Here are five programs introduced or enhanced in the 2019 budget that will impact higher education. Details for many new programs will be outlined over the coming months.
Work-integrated learning: As expected, the government is investing in helping far more students connect classroom learning with the workplace. By 2023, the government envisions another 84,000 new work placements for college and university students. Engineering and business students have long been able to combine classroom education with co-op learning, but the new plan envisions expanding placements to students in all disciplines. Including students from humanities and social sciences in work-integrated learning has been one of the key advocacy points from the Business/Higher Education Roundtable – of which the University of Toronto is one co-founding member.
Evidence is strong that WIL experiences lead to increased post-graduation employment, improvements in self-efficacy, and understanding of how classroom material can translate to workplace skills. “These significant investments in experiential learning are investments in Canada’s future,” said University of Toronto President Meric Gertler.
The federal budget also adopts another of BHER’s advocacy points: that every Canadian student have the opportunity to get a work-integrated experience.
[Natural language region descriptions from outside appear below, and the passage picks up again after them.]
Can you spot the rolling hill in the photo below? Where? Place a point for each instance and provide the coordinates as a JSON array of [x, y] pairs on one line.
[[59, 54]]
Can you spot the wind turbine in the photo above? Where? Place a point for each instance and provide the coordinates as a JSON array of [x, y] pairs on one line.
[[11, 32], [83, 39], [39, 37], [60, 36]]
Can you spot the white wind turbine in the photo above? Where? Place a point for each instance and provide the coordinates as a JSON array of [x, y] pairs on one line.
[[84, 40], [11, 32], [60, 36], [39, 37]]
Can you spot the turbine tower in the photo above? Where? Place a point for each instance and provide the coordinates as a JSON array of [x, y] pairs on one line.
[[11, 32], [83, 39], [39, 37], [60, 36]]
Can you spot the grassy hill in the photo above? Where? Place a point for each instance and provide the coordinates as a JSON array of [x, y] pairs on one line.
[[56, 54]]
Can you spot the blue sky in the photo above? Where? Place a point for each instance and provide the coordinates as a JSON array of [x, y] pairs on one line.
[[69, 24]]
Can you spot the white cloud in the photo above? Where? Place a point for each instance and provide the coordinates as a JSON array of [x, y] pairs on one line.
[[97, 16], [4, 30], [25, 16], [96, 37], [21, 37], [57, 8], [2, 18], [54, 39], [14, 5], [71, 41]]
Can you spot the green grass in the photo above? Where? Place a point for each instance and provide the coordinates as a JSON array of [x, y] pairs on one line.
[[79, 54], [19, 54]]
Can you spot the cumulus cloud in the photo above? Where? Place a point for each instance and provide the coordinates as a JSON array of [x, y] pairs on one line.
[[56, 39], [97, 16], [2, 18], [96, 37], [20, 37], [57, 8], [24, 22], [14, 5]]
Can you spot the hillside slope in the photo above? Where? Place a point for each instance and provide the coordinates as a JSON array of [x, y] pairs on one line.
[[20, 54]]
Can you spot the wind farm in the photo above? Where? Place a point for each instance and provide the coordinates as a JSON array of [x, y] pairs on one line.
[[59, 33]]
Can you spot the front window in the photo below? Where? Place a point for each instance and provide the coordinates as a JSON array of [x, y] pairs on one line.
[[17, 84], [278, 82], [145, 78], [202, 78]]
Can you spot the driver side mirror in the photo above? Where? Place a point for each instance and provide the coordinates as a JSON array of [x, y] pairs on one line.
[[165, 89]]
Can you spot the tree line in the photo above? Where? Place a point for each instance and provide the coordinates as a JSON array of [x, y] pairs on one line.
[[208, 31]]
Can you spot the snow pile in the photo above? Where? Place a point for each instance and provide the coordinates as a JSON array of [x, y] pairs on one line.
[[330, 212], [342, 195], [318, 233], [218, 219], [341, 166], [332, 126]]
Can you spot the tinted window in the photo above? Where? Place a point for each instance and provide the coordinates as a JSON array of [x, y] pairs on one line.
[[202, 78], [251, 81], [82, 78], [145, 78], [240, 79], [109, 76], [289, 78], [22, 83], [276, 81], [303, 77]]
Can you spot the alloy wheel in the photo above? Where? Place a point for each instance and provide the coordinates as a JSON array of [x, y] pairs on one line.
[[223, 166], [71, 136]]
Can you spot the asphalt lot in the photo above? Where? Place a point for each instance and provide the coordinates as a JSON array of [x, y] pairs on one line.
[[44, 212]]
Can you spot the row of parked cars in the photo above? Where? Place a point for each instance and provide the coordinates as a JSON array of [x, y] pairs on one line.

The endpoint for that goal is in 10 years.
Study abroad: The federal budget promises to invest $147.9-million in a new International Education Strategy, one that combines continued efforts to recruit students here and encourages Canadians to study abroad. Universities have called on the federal government to adopt an ambitious target of sending 30,000 students abroad in the next 10 years. Currently, only a tenth of Canadian students spend time studying abroad during their degree. The new funding will help provide the people-to-people relationships that seed future trade deals, an important goal as Canada seeks to diversify its economic links.
Fundamental Science Review: The budget continues to make progress on the federal government’s support of the recommendations of Canada’s Fundamental Science Review. A proposed $114-million to the federal granting councils will fund 500 master’s level and 167 doctoral level scholarships each year. The University of Toronto has advocated for full implementation of the Naylor Report including new money for graduate scholarships and post-doctoral placements. Success rates in federal grant competitions for graduate students are as low as 10 per cent.
Lifelong learning: The budget introduces the Canada Training Benefit, an individual, lifelong learning account (ILA). The Canada Training Benefit caps the amount of money that can be kept in the account, and gives workers employment protections to request a leave to upgrade their skills.
Post-Secondary Student Support Program: 327.5-million over five years has been allocated to the program, which supports indigenous post-secondary learners. Stable and growing funding will complement all universities’ efforts to provide students a culturally-appropriate curriculum.